In the northeastern woodlands (where the French and English established themselves) at the moment of contact, Indians’ belief systems probably did include ideas about witches and sorcerers. Like Europeans, Indians debated the causes of misfortunes and tried to remedy them with natural cures. But when these cures did not work, they concluded, like Europeans, that witchcraft was present. Early Jesuit accounts—written, of course, by people predisposed to see a world of witches and demons—spoke of sorcerers, people who cast spells and who harmed others in doing so. These witches called on powers to do evil, not good, and were greatly feared by the Senecas (one of the tribes of the powerful Iroquois confederacy) as people distinct from the shamans and other religious practitioners (a distinction that normally eluded Europeans).42 The Iroquois killed witches if they detected them in their midst. A Jesuit, François-Joseph Le Mercier, told of one such execution in 1637 among the Hurons. A woman accused of witchcraft was sentenced to death and was first tortured with fire before the executioner split her skull with a hatchet and her body was burned to ashes.43 Other Indians, including the Algonquian-speaking people whom the English encountered at Roanoke (in modern-day North Carolina) in the 1580s, seem not to have believed that witches—at least witches within a tribe—should be executed for witchcraft, and instead reserved that penalty for outsiders.44

While Europeans tended to think that most witches were women, a gendered association of women with witchcraft appears not to have been the case among the Iroquois and other woodland people. The evidence, as always, is elusive and indirect. One clue comes from the best-known Iroquois witch, a man named Atotarho, who figures in the Iroquois creation myth and almost destroyed Hiawatha before Hiawatha neutralized him and turned him into a good leader.45 A second clue comes from the tendency of the Iroquois to accuse the Jesuits (all men) of doing the kinds of malevolent deeds that they associated with witches: spreading disease, for example (see document 2). Some Potawatomis killed a group of priests in the 1680s for precisely this reason.46 One Jesuit, Isaac Jogues, was killed by the Iroquois in 1646 because they believed him to be a sorcerer (see document 3).47 The connection between Europeans and disease was common, and because the first Europeans many Indians met were missionaries, they readily linked disease with the new faith and its clergy. Shamans and other leaders sometimes used this connection to thwart the efforts of Catholic missionaries (see document 2).48 Possibly the association of priests with witchcraft increased the gendered association among North American Indians of witchcraft with men, but there is simply not enough evidence to know with any certainty.

The connection of disease to witchcraft—since one thing witches did was to spread sickness—meant that evidence of witches’ activities was pervasive in the years during and after European encounters, which brought dreadful epidemic diseases in their wake (see documents 2 and 3).
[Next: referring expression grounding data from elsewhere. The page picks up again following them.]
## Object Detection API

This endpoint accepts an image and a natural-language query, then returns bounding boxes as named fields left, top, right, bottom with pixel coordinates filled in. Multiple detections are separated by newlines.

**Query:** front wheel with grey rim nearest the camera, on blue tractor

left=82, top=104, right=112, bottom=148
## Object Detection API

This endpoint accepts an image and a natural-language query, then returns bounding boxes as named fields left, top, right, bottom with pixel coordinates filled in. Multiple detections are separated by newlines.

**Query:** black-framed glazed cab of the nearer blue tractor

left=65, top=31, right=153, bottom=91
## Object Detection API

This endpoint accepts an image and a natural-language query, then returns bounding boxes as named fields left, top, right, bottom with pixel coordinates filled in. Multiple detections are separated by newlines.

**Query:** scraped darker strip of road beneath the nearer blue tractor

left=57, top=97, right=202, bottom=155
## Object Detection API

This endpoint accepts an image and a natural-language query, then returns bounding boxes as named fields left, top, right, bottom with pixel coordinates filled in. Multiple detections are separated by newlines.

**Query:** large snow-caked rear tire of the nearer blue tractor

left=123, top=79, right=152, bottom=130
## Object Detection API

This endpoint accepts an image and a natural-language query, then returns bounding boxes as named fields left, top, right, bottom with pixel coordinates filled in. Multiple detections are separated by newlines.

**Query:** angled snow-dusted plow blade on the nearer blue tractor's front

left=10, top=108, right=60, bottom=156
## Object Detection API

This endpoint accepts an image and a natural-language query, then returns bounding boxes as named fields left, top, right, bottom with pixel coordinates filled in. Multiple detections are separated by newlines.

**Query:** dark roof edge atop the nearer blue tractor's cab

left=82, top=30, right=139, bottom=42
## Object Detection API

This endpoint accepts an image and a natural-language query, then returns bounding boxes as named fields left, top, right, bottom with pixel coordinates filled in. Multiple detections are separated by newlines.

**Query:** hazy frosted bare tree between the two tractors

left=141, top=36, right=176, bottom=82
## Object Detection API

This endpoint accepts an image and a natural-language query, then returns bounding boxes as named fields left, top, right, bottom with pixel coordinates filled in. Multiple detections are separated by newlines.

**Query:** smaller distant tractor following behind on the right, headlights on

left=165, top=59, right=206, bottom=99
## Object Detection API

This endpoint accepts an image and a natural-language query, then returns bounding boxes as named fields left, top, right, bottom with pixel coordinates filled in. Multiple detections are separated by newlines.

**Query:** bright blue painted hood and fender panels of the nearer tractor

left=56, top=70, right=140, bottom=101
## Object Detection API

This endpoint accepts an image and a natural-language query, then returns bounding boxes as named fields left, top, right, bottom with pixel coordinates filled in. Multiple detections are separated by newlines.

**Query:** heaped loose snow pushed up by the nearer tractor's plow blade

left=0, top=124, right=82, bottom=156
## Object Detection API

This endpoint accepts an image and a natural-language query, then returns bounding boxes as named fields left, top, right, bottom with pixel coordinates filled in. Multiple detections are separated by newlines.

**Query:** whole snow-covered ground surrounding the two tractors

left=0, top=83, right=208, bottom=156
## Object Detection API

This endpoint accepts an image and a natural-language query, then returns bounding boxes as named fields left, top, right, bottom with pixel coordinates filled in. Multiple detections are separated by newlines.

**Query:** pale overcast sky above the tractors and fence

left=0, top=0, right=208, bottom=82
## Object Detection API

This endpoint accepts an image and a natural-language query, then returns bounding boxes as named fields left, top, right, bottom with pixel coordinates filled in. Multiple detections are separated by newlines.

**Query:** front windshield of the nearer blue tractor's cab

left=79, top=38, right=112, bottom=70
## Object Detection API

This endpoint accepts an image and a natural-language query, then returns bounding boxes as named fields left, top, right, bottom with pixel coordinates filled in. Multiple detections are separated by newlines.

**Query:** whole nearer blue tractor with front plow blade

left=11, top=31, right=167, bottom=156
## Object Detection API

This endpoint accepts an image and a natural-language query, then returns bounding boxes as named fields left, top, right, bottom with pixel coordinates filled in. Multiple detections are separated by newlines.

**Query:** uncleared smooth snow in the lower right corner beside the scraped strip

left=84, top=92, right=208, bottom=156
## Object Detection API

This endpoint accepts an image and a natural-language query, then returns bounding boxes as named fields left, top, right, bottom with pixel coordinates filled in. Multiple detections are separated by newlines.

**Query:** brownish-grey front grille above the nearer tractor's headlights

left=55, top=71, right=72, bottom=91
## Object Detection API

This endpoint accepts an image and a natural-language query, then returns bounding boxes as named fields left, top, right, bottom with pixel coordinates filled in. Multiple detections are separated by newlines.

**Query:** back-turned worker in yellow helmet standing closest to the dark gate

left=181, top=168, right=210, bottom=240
The spread of Eurasian diseases in the Americas accompanied and enabled European military conquest. Historians and epidemiologists talk about “virgin soil populations”—groups unaccustomed to certain diseases and who possess no immunities to them. Indeed, diseases often moved in advance of Europeans, sometimes spread inadvertently by traders. What this meant, for Americans, was sometimes a devastating destruction.